With the help from Jonathan Dursi and osgx, I\'ve now done the \"row decomposition\" among the processes:
row http://img535.imageshack.us/img535/9118/ghostcells.jpg
You can always make do without a datatype by just creating a buffer and copying the buffer as count of the underlying type; that's conceptually the simplest. On the other hand, it slower and it actually involves a lot more lines of code. Still, it can be handy when you're trying to get something to work, and then you can implement the datatype-y version along side that and make sure you're getting the same answers.
For the ghost-cell filling, in the i direction you don't need a type, as it's similar to what you had been doing; but you can use one, MPI_Type_contiguous, which just specifies a count of some type (which you can do anyway in your send/recv).
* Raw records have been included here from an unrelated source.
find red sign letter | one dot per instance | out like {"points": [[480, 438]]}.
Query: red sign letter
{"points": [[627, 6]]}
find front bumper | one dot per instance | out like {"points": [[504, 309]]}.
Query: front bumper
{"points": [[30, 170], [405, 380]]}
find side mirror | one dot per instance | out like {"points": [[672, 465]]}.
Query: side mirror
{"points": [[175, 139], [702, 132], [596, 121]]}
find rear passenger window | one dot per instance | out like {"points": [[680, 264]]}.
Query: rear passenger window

For ghost-cell filling in the j direction, probably easiest is to use MPI_Type_Vector. If you're sending the rightmost column of (say) an array with i=0..N-1, j=0..M-1 you want to send a vector with count=N, blocksize=1, stride=M. That is, you're sending count chunks of 1 value, each separated by M values in the array.
You can also use MPI_Type_create_subarray to pull out just the region of the array you want; that's probably a little overkill in this case.
Now, if as in your previous question you want to be able at some point to gather all the sub-arrays onto one processor, you'll probably be using subarrays, and part of the question is answered here: MPI_Type_create_subarray and MPI_Gather . Note that if your array chunks are of different sizes, though, then things start getting a little tricker.
(Actually, why are you doing the gather onto one processor, anyway? That'll eventually be a scalability bottleneck. If you're doing it for I/O, once you're comfortable with data types, you can use MPI-IO for this..)